A clever man’s guide to escaping love treaties with women

By PETER WANYONYI

The International Criminal Court is all over the news, for obvious reasons. All news organisations in the land seem to have abandoned their common sense and decamped to cold, faraway Europe to cover trials at The Hague. This is a shame, because there is so much more to cover right here at home. For one, there is the Kenya Marriage Bill, a draconian piece of legislation and a danger for every man anywhere within the borders of this lovely republic. It seeks to replace the Marriage Act of 2008, which was not a bad law, all considered.

The Marriage Bill begins quite innocently, by expressly allowing polygamy and stating that all a man needs to do is give the consent of his existing spouse(s) before being allowed to marry another. But things are not that simple.

Patriarch

Which Kenyan wife will happily and willingly give her consent to share her man? The drafters of this bill must have been high on busaa when they thought it up. And who says only men should be allowed to marry many wives?
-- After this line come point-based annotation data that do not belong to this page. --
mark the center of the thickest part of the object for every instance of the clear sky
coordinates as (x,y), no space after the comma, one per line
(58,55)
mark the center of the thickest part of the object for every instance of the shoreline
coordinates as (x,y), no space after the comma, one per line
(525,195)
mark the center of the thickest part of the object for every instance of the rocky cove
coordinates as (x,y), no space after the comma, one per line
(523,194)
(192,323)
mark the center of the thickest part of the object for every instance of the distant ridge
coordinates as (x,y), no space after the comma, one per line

The day after the bill becomes law, women will go to court and sue for being discriminated against — because they, too, would love to have the option of having multiple partners. And why not?

Since time immemorial, men have used the ‘marriage’ word to help smooth relations with the opposite sex. Old man Abraham, the Biblical Patriarch, is reported — perhaps apocryphally, none of us knows for we were not there — to have strategically dangled ‘marriage’ before the Egyptian hand-maiden Hagar. She happily gave him a son, Ishmael. Of course, when he realised the ‘marriage’ word had gone to the poor lass’ head, he had his wife Sarah chase her away. The bill makes this criminal.

If it becomes law, it is a crime — punishable by a prison term of five years and a fine of a million shillings — to even utter the word ‘marriage’ to a woman and then not marry her!

Men, like all humans, are given to a little lying here, a bit of misrepresentation there. Too bad. Text messages sent by mobile phone are now court evidence — if an enemy wants to sink a man, all they have to do is grab the man’s phone and send ‘Marry me?’ to some lady somewhere.

It helps — but doesn’t really matter — if the lady in question is single and looking. But the bill goes even further — it criminalises any celebration of a marriage without the required number of witnesses.

Surely? How many men have picked a lady out of a bar one beer-drenched night, celebrated in all sorts of ways with her but without witnesses, and decided she is the one, mara hiyo hiyo? Granted, ‘celebrating’ here probably means some legal stuff involving vows and all.

But given that the bill envisions marriage as any interaction between a man and a woman pretty much, who is to say what is not a marriage?